É importante destacar que entre os 08 casos analisados, 02 referiam-se a adolescentes, desmistificando que a violência ocorre apenas a crianças com menor idade. Esse fato merece algumas observações. A fase da adolescência desencadeia fortes sentimentos de insegurança e perda. Nela o adolescente não é mais considerado como criança, mas também não é percebido como adulto. “Os adolescentes não se encaixam na imagem de vítimas que usualmente a sociedade tem presente para si: a vítima é o indivíduo indefeso, sem poder, passivo, sob o jugo de seu algoz”. (Azevedo & Guerra, 1989, p.40).

Para a família, o adolescente pode constituir-se em ameaça, pois a mesma geralmente se encontra debilitada por uma série de fatores, sejam eles sociais, econômicos ou afetivos, sofrendo pressões

externas e internas de forma contundente. Mais um sujeito em crise (no caso o adolescente), neste sistema familiar, pode ser o bastante para desestruturar essa frágil composição e alterar de forma significativa sua dinâmica.

A violência pode ser fator desencadeante de uma desconstrução de valores e verdades estabelecidos, trazendo sérios prejuízos também para a auto-estima do adolescente.
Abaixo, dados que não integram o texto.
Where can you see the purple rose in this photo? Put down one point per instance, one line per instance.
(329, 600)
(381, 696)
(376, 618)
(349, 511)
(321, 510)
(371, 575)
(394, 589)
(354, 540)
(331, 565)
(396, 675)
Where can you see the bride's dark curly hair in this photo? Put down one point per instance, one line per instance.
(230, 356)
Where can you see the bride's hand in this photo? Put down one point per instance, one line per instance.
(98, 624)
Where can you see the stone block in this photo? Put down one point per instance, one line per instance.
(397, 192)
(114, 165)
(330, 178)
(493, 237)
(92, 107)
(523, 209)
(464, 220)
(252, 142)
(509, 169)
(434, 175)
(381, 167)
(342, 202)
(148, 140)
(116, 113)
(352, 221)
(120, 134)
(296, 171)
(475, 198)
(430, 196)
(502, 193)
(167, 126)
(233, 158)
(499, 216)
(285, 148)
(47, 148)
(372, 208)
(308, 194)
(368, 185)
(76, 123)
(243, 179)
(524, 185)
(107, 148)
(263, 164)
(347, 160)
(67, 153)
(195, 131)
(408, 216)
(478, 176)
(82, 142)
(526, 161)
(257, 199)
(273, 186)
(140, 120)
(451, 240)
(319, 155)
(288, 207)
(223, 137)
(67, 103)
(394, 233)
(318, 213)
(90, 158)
As conseqüências desse processo não são apenas de ordem física, mas o são de ordem emocional e muito graves.

No entanto, não podemos descartar a idéia de que quando a criança torna-se adolescente, cresce e adquire força, é esquecida pelo agressor, pois agora pode revidar a agressão. Muitos são os casos em que pais denunciam agressões praticadas pelos próprios filhos. Esse fato nos alerta para o chamado ciclo da violência.

“A criança só espera atingir a idade adulta para seguir o mesmo caminho da violência”. (Saffioti, 1997, p.150). Tornar-se-á em provável violador, investido de uma suposta legitimidade, quando se tornar pai ou mãe.

É comum dizer que violência gera mais violência. Por que não se aplica o mesmo raciocínio quando se trata de agressão doméstica?. Pais que praticam violência contra filhos, estão criando filhos violentos quando adultos.